If a student understands the meaning of a polynomial, they can probably understand much of the fundamentals of this discussion. I think the Mathematica manual has one of the easiest discussions to read about this issue. Also the Numerical Recipes has a good discussion.

Last edited: Jun 19, 2004
15. Jun 19, 2004

### JohnDubYa

RE: "Can you explain the logic that goes into this please?"

I suspect you didn't give the GIF file time to load. Try again.

RE: "What's round-off error?"

Pick up a pocket calculator and multiply 3.29443 and 5.34433 together. The result
is something like 17.6065210819. But the computer may not be able to store all of those digits because its memory registers are only so big.
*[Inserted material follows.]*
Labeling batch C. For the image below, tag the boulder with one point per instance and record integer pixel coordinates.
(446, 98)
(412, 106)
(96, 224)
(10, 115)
So it may have to truncate the result to 17.6065. By scrubbing off digits, the calculation loses accurary. This is round-off error.

I'm guessing "low order" refers to the order of polynomials?

Yes.

1 + 3.64x -> low (first) order

1 + 3.64x - 4.52x^2 + 67.33x^3 + 85.84x^4 -> higher (fourth) order

16. Mar 9, 2009

### user___

I think multiply the usual form with
$$\frac{b\pm\sqrt{b^{2}-4ac}}{b\pm\sqrt{b^{2}-4ac}}$$
is correct.

Working:
$$x=\frac{-b\pm\sqrt{b^{2}-4ac}}{2a}\cdot\frac{b\pm\sqrt{b^{2}-4ac}}{b\pm\sqrt{b^{2}-4ac}}$$
$$=\frac{(b^{2}-4ac)-b^2}{2a(b\pm\sqrt{b^{2}-4ac})}$$
$$=\frac{-2c}{b\pm\sqrt{b^{2}-4ac}}$$

Last edited: Mar 9, 2009
17. Mar 9, 2009

### DyslexicHobo

Wow. Tons of good information in this thread! Thanks!

18. Jun 5, 2009

### BillX

I remember there was one way where if b is divisible by 2, you can use a simpler formula but I forgot what it was...
like when ax2+bx+c=0; b is divisible by 2

I might be wrong though : )

Last edited: Jun 5, 2009
19. Jun 5, 2009

### gel

Also, to get the alternate form, divide ax2+bx+c = 0 by x2 to get a + b(1/x) + c(1/x)2=0. This is just a quadratic in 1/x with a and c switched around. So, you can switch a and c in the standard quadratic formula to solve for (1/x) and then switch numerator and denominator to get the alternate form for x.

20. Jun 5, 2009

### D H

Staff Emeritus
Computers typically work in base 2. For the point of illustration, assume you are working with a computer that uses base 10 for floating point arithmetic and assume it only has 5 significant digits. For example, computing 1.0/3.0 and 200.0/3.0 on this computer yields 0.33333 and 66.667, respectively. Now suppose you need to find the solutions to

$$x^2-315x+1=0$$

You apply the simple version of the quadratic formula:

$$x=\frac{315\pm\sqrt{315^2-4}}2 = \frac{315\pm\sqrt{99221}}2$$

On this computer, $\surd 99221 = 314.99[/tex] (the correct answer: [itex]314.993651\cdots$. The two solutions as calculated on this computer are

\aligned x_1 &= \frac{315-314.99}2 = 0.005 \\ x_2 &= \frac{315+314.99}2 = 315.00 \aligned

The correct values are $0.00317463517\cdots$ and $314.996825\cdots$. The larger of the two values is correct to five decimal places. The smaller of the two has zero significant digits. Now look what happens when you calculate the smaller value using the alternate form:

$$x_1 = \frac 2{315+314.99} = 0.0031747$$

which is correct to four significant digits.